Scientists worldwide are developing new materials for creating robots that can expand and fill bone defects in the future.
Material strip (far left) before wrapping around chicken bone (white). (Photo: Olov Planthaber)
Complex bone fractures are not easy to treat and sometimes require the removal of the damaged bone, replaced with bone harvested from elsewhere in the body. However, thanks to a new material, tiny “bone-making” robots may offer a gentler solution in the future, as reported by New Atlas on January 17. The new research was published in the journal Advanced Materials.
The new technology is being developed by a team of scientists at Linköping University in Sweden and Okayama University in Japan. It is inspired by the soft and flexible structure of the skulls of newborns, which allows them to navigate through the birth canal before hardening into bone.
The new material takes the form of a thin alginate hydrogel strip derived from seaweed. One side of the gel is coated with an electroactive polymer known as polypyrrole (PPy), while the other side contains biological molecules called plasma membrane nanofragments (PMNF) sourced from cells.

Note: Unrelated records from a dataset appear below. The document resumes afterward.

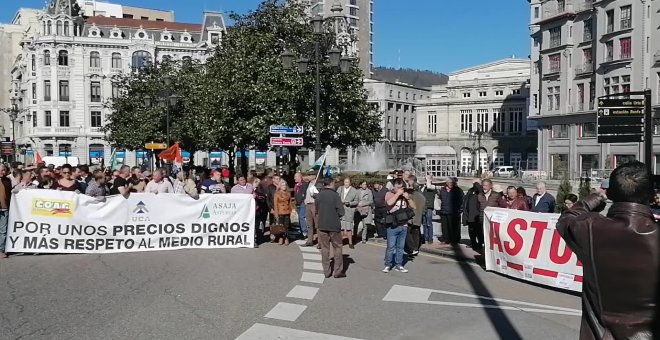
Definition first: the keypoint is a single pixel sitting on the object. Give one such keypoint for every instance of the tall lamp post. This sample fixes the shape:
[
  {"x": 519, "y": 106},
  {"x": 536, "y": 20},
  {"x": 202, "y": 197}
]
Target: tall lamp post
[
  {"x": 477, "y": 135},
  {"x": 339, "y": 55},
  {"x": 168, "y": 101}
]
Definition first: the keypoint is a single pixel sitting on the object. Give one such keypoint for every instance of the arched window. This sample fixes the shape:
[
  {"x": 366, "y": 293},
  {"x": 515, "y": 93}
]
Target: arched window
[
  {"x": 63, "y": 58},
  {"x": 94, "y": 59},
  {"x": 116, "y": 61},
  {"x": 140, "y": 60}
]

When the team applies a low-voltage electric current to the material, PPy reacts by increasing in volume. Since the polymer is only on one side, this reaction causes the material strip to bend to one side. By cutting the material into various shapes, the researchers can make it bend into different forms, such as semicircles or spirals. Meanwhile, because PMNF originates from cells involved in bone development, they will naturally mineralize and harden like bone when placed in the human body.
The scientists hope to position these tiny robots made from this material in complex bone fracture sites in the future. They will expand and fill the bone deficiencies when an electric current is applied. Afterward, they will harden into bone and patch the defect.
In experiments, the team successfully caused the material strips to wrap around chicken bones in a cell culture environment (chemically similar to the human body). These strips then developed into artificial bone that fused with the chicken bone.